If my daughter asked me to help her with such a challenge, do you know what I would do? I'd get a forty-foot ladder and two cell phones. I'd give one phone to her and carry the other with me to the top of the ladder where I'd have an aerial view of the maze. Then I'd call her to give guidance from above. I could warn her when she follows a dead end path, and I would tell her when to turn right and when to turn left.

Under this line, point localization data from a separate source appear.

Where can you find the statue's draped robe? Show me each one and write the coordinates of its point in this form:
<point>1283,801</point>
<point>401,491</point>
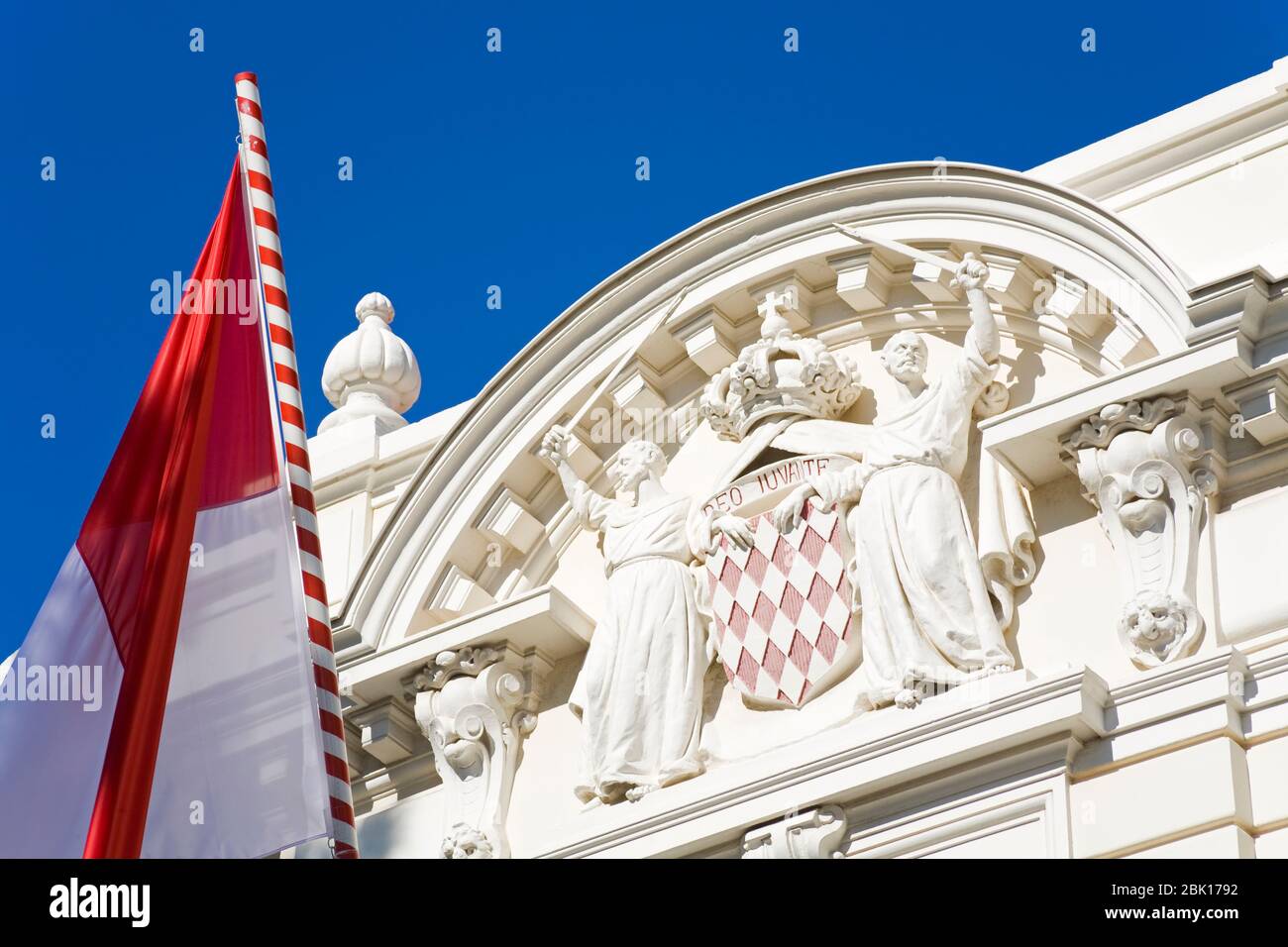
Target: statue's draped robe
<point>927,617</point>
<point>639,692</point>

Now let me ask you this: Would my daughter choose to disregard my instructions and attempt to trust her own sense of direction in that giant maze? Of course not. She would listen carefully to my every word, because she knows that I can see things ahead that she can't, that I am worthy of her trust, and that I love her and want her to succeed.
All young people face a similar challenge, only the prize is much greater than a measly ten thousand dollars. The prize is the health, happiness, peace, and contentment that come from saving yourself for marriage, choosing a good mate, and bringing beautiful children into the world. I have four such children, and after thirty years of being a husband and a dad, I can honestly tell you that nothing on this side of heaven brings me greater joy than my family. You're probably one of the 93 percent of teenagers who expect to marry someday and the 91 percent who hope to have children. If so, please know that your entire future, including your ability to have a successful marriage and your own children someday, is made up of one decision after another. You may not always have the foresight to know where each decision will lead you.
Proverbs 14:12 says, "There is a way that seems right to a man, but in the end it leads to death." All over the world, young people are making wrong decisions that seem right to them. Whether it's the movies they watch or the lies they tell their parents or how far they're willing to go on a date, many young people think, It's no big deal... Everybody does it... It feels right to me. They can't tell the difference between right and wrong, because they have no moral compass to direct them in the path of absolute truth.